Another part of Floyd's job is to manage PSCU's program and its 22 collections specialists, who collect on a wide variety of different loan products for over 50 credit unions and more than 20,000 accounts each month.
Recommended For You
Floyd said PSCU's collections programs employ a mix of technology and the "human touch." This approach is included in the concept of relationship collections used by other credit unions but with an additional reach and capabilities targeted at challenged programs.
For example, the prime time for collections is between 6:00 p.m. and 9:00 p.m. when members tend to be home, Floyd said. However, a credit union with limited collections staff can find it difficult to make calls during that time frame.
Since PSCU has call centers that serve both the East and West coast, it helps ensure that credit unions reach the members at the time when they are most likely to take the call.
Floyd said human touch training starts in the new collector's first week. They are introduced to the CUSO's collections philosophy and trained, or more often, retrained, on how PSCU handles collections.
"We have a number of call centers in the area," Floyd said, referring to the Tampa-St. Petersburg area where PSCU is headquartered. "So, we often have people come to us with collections experience; but [when] it's experience in a different way of collecting, we have to retrain."
One thing that PSCU collectors do differently than others is to ask up front about the reason for the delinquency, Floyd said.
"If you think about it, this can be a hard question to answer but if you ask it, you get a lot closer to the real reasons for the delinquency and you are in a much better position to help the member find a way to bring the account current."
Floyd said PSCU collectors are empowered by credit unions to offer delinquent members repayment plans that were designed to begin with partial payments if that was all the members could handle. They would then move steadily closer to full payments over time, if possible. Sometimes, if the situation with the member is too economically difficult, PSCU has to go to the credit union to explain the situation and make a recommendation on how to proceed.
"Sometimes, we almost become an advocate on the part of a member," Floyd said.

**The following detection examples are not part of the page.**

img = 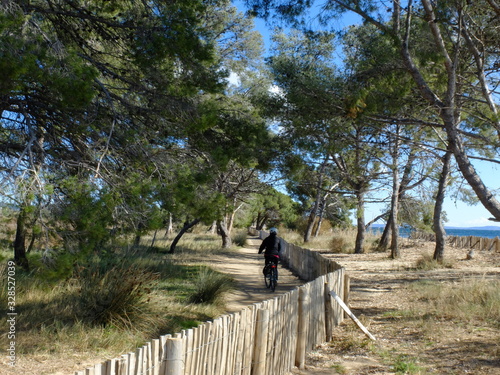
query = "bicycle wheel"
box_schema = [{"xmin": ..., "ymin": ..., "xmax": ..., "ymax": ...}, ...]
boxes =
[
  {"xmin": 264, "ymin": 268, "xmax": 271, "ymax": 288},
  {"xmin": 269, "ymin": 266, "xmax": 278, "ymax": 292}
]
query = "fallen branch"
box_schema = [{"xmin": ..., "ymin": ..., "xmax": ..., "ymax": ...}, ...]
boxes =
[{"xmin": 330, "ymin": 290, "xmax": 376, "ymax": 341}]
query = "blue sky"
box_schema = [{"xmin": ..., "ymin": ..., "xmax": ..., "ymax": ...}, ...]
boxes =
[
  {"xmin": 233, "ymin": 1, "xmax": 500, "ymax": 227},
  {"xmin": 365, "ymin": 162, "xmax": 500, "ymax": 228}
]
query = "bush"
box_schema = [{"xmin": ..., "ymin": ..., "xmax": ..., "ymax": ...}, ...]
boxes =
[
  {"xmin": 77, "ymin": 262, "xmax": 158, "ymax": 328},
  {"xmin": 189, "ymin": 267, "xmax": 234, "ymax": 304}
]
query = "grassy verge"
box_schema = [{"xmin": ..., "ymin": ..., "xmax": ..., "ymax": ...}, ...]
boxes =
[
  {"xmin": 0, "ymin": 234, "xmax": 238, "ymax": 355},
  {"xmin": 279, "ymin": 228, "xmax": 379, "ymax": 254}
]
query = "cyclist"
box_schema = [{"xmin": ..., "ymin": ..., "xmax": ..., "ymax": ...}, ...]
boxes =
[{"xmin": 259, "ymin": 228, "xmax": 281, "ymax": 275}]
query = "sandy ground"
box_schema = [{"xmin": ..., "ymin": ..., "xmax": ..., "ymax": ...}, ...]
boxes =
[
  {"xmin": 293, "ymin": 240, "xmax": 500, "ymax": 375},
  {"xmin": 0, "ymin": 238, "xmax": 500, "ymax": 375},
  {"xmin": 210, "ymin": 237, "xmax": 303, "ymax": 312}
]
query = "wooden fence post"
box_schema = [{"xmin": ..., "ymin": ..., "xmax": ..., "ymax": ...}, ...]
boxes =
[
  {"xmin": 344, "ymin": 273, "xmax": 351, "ymax": 318},
  {"xmin": 165, "ymin": 338, "xmax": 184, "ymax": 375},
  {"xmin": 252, "ymin": 309, "xmax": 269, "ymax": 375},
  {"xmin": 324, "ymin": 282, "xmax": 333, "ymax": 342},
  {"xmin": 295, "ymin": 286, "xmax": 308, "ymax": 369}
]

The First Data card platform allows several different repayment options such as setting a fixed, monthly payment on an open account, which allows the credit union to keep it open while the member brings it out of delinquency. Floyd said the collector and the credit union would still have to assess the risk of keeping the account open.
"Some accounts just need to be closed," she acknowledged.
While relationship collections has some strengths, Floyd said PSCU has always tried to make sure that its collectors consistently called on different accounts so that they stay fresh in the job and the same degree of customer service could be offered across the board.
"We don't want someone being offered something that wouldn't be offered to someone else because a friendship [has developed]," she said.
Floyd said another way PSCU collections differs from other programs is that it ensures that its collectors have a career path vested in the CUSO. That connection tends to keep turnover low and it helps train additional collectors. PSCU also tries to make sure that its collectors have a variety of different call types, again, to keep things fresh, Floyd said. Since some may see the work as drudgery, the CUSO works to keep the atmosphere fun by offering small contests with non-monetary rewards such as being able to wear jeans more than once a week.
"One of the things that makes me particularly proud is that in the time I have been in this career, it has moved from being merely a job to being a profession" Floyd said. "It takes skill and training to be a good collector and being able to offer that to credit unions is a real privilege of my job. Collections used to be something that nobody wanted to talk about, but now it's become something that more institutions understand they need."